Thank you for your response but I work for a very small company and I'm afraid that they might install some sort of tracking software on either the server or my pc. Is there any way to see if anything is installed or can I install something to limit what they can track?


----------



## blues_harp28 (Jan 9, 2005)

Hi Alysia2255 if the Pc is owned by your boss and is used during working time, then they have every right to know what the workers are accessing on their Pc.


----------



## -Fabez- (Jul 28, 2008)

The server will track incoming and outgoing traffic regardless of company size, but as I have said in my previous posts the log is encrypted and can only be viewed by certain people. Blues_harp28 is perfectly correct when he mentions that if you are using your boss's property in work time, they have every right to monitor your usage.


----------



## Alysia2255 (Sep 13, 2004)

I completely agree with both of you. I work 60+ hours a week and I don't have a computer at home so once a week I come in early and check my emails.
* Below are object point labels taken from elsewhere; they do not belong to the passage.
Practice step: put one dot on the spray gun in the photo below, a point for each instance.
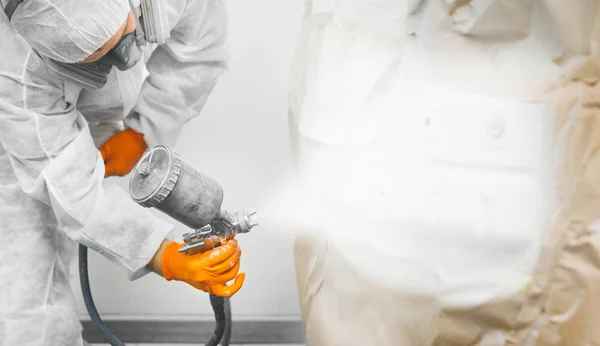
(161, 180)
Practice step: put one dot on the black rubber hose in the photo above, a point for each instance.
(221, 307)
(84, 279)
(228, 323)
(218, 305)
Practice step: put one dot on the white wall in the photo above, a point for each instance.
(241, 140)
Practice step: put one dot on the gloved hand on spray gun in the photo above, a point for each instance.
(207, 271)
(122, 151)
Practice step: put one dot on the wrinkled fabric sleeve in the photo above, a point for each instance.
(182, 73)
(53, 156)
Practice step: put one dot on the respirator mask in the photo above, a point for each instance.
(151, 27)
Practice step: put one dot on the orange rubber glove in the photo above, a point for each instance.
(122, 152)
(208, 271)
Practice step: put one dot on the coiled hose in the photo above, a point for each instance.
(221, 307)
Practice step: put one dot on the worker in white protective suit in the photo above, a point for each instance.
(452, 148)
(68, 65)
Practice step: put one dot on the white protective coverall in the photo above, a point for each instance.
(51, 173)
(450, 154)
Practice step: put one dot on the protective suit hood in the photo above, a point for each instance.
(66, 30)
I know I need to invest in a new pc for my house but $ is tight and I just can't afford one yet. 
Thanks for the info though.


----------



## blues_harp28 (Jan 9, 2005)

Hi Id check with your boss as to what they will allow you to do on their Pc at work.
Checking emails may well be allowed as you always come in early etc.


----------



## xDatWun (Jul 24, 2008)

I believe there is also a legal notice, that you read when you log on. Check that to see what you are allowed to do, as you use the computer for personal browsing (I assume, as you have no pc yet at your house), the boss has every right to track/know whats going on. But since your working in a small buisness, it's unlikely, but possible. Check with your boss first. To be honest, everyone's tracked. ISPs keep a log of internet activity for various reasons; but mostly because there's a "limit" of how much bandwith you can use up. If you surpass this, they will charge you.


----------



## valis (Sep 24, 2004)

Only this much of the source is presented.